Tuesday, March 7, 2017

SHIPPING ON THE BROADKILL


MILTON TOWNCRIER
HISTORICAL ITEMS
SHIPPING ON THE BROADKILL



Thomas H. Hughes, editor of the new weekly Milton Towncrier, has saved space to print items about the vessels that used to ply the Broadkill River between Milton and the Delaware Bay.

The April 4th , 1954, issue has a letter from Captain T. C. Conwell, native of Milton, and now an executive of the American President Lines of San Francisco, which listed the names and size some of those vessels now nearly forgotten. Some were built in Milton which was in the 19th century a famous for ship building of schooners and even steamers. Between the Civil War and 1880's there were usually three to four schooners on the stocks, some as large as 125 feet long.

Some of these ships regularly sailed between Milton and points north like Philadelphia and New York doing their coastal trading.

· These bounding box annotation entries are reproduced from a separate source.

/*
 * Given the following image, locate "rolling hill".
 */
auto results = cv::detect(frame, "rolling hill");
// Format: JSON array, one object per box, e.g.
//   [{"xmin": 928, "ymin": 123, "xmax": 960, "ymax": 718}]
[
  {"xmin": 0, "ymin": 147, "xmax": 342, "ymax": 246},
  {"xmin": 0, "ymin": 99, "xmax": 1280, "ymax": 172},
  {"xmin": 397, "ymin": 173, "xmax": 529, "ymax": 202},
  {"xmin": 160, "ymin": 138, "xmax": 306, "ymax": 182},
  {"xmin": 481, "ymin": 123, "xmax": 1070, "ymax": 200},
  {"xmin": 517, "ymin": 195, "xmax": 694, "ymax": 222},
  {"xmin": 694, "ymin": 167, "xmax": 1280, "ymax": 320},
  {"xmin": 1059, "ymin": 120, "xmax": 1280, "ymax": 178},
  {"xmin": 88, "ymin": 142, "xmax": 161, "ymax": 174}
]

Captain Conwell writes about the 138 foot long steamer, Endeavor, built in Philadelphia in 1896 which traded in Milton more than three years before going to the Chesapeake Bay to work.
Railroads were now traveling up and down the Delmarva Peninsula, carrying passengers and freight that were the lively hood of the river and bay vessels.

Stubborn and tenacious was the Delaware spirit that tried to prolong the era of waterborne transportation.

As late as 1906, Captain MeGee built the Marie Thomas as a three masted schooner in Milton, in which was installed one of the first internal combustion engines, a 60 HP , kerosene burning motor.

Captain Conwell also mentions the seagoing ships built in Milton, too large to carry cargo in the shallow Broadkill stream but sailing the Oceans and Bays of the world.